En diciembre de 2013 los medios de comunicación se hicieron eco de las declaraciones efectuadas por el presidente boliviano, Evo Morales, en las que defendía el y trabajo infantil, argumentando que no debería eliminarse porque "crea conciencia social en los niños y adolescentes", aunque matizaba que "en ningún caso deberían ser explotados". No trato aquí de criticar la inoportunidad de las manifestaciones, pues el hecho de que un niño realice una actividad laboral -en muchísimos casos en actividades nocivas y peligrosas-, no solo no crea conciencia social, sino que más bien de lo que deberíamos concienciarnos es precisamente de lo contrario.
Dicho y hecho: el Gobierno de Bolivia promulgó el día 17 del pasado mes de junio, mediante la Ley 548, el “Código del Niño, Niña y Adolescente”, que autoriza de forma "excepcional" el trabajo infantil desde los diez años; de 12 a 14 años se permite el trabajo remunerado, siempre que cuente con la autorización de los padres y de la Administración Pública; y partir de los 14 años, se autoriza el trabajo en la medida que se cumplan los derechos laborales.

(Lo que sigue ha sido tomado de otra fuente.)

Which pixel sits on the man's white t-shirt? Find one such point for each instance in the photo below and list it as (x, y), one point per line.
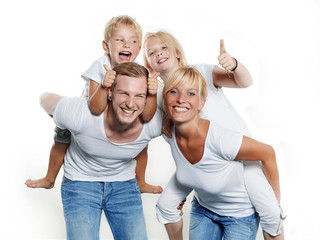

La Declaración de los Derechos Humanos, y la Organización de las Naciones Unidas, establecen que los niños tienen derecho a protección y asistencia especiales. Y en relación al trabajo infantil, la normativa internacional de derechos humanos lo prohibe y recomienda la elaboración de políticas públicas para lograr su erradicación. En la Convención sobre los Derechos del Niño, ratificada por el Estado boliviano en mayo de 1990, se manifiesta el derecho del niño a estar protegido contra la explotación económica y contra el desempeño de cualquier trabajo, disponiendo la nueva Constitución boliviana del 2007, que “los derechos y deberes consagrados en esta Constitución se interpretarán de conformidad con los tratados internacionales de derechos humanos ratificados por Bolivia”. Y los artículos 60 y 61 recogen la necesidad de velar por el interés superior del niño y prohíben el trabajo forzado así como la explotación infantil. Digamos, por tanto, que la normativa boliviana es, como poco, de dudosa legalidad. Sin embargo, frente a ello, chocamos con una realidad incuestionable: los datos que ofrece UNICEF son escalofriantes. Del millón y medio de niños de 7 a 13 años que hay en Bolivia, cerca de 116.000 trabajan. En Bolivia más de la cuarta parte de los 729.000 adolescentes entre los 14 y 17 años, trabaja. La Organización Internacional del Trabajo, en su informe de 2008 sobre “Magnitud y Características sobre el Trabajo Infantil en Bolivia”, incluso eleva la cifra a 27,94% de los niños y adolescentes entre 5 y 17 años (alrededor de 848.000 personas).

No pretendo ser simplista. Es evidente que esos buenos resultados de la economía boliviana no se deben exclusivamente a la producción infantil (más bien son consecuencia de la política de nacionalización de hidrocarburos y el auge de la extracción de gas), pero no podemos negar la importancia que esa cantidad de mano de obra ha de tener, necesariamente, en la productividad del país. Y no es Bolivia el único caso. Los países subdesarrollados con mejores índices de crecimiento en los últimos años, como Perú, India o China, padecen también elevadas cifras de explotación infantil. Y lo mismo ocurrió en los países del “Primer Mundo” durante el siglo XIX y principios del siglo XX. Son hechos incuestionables.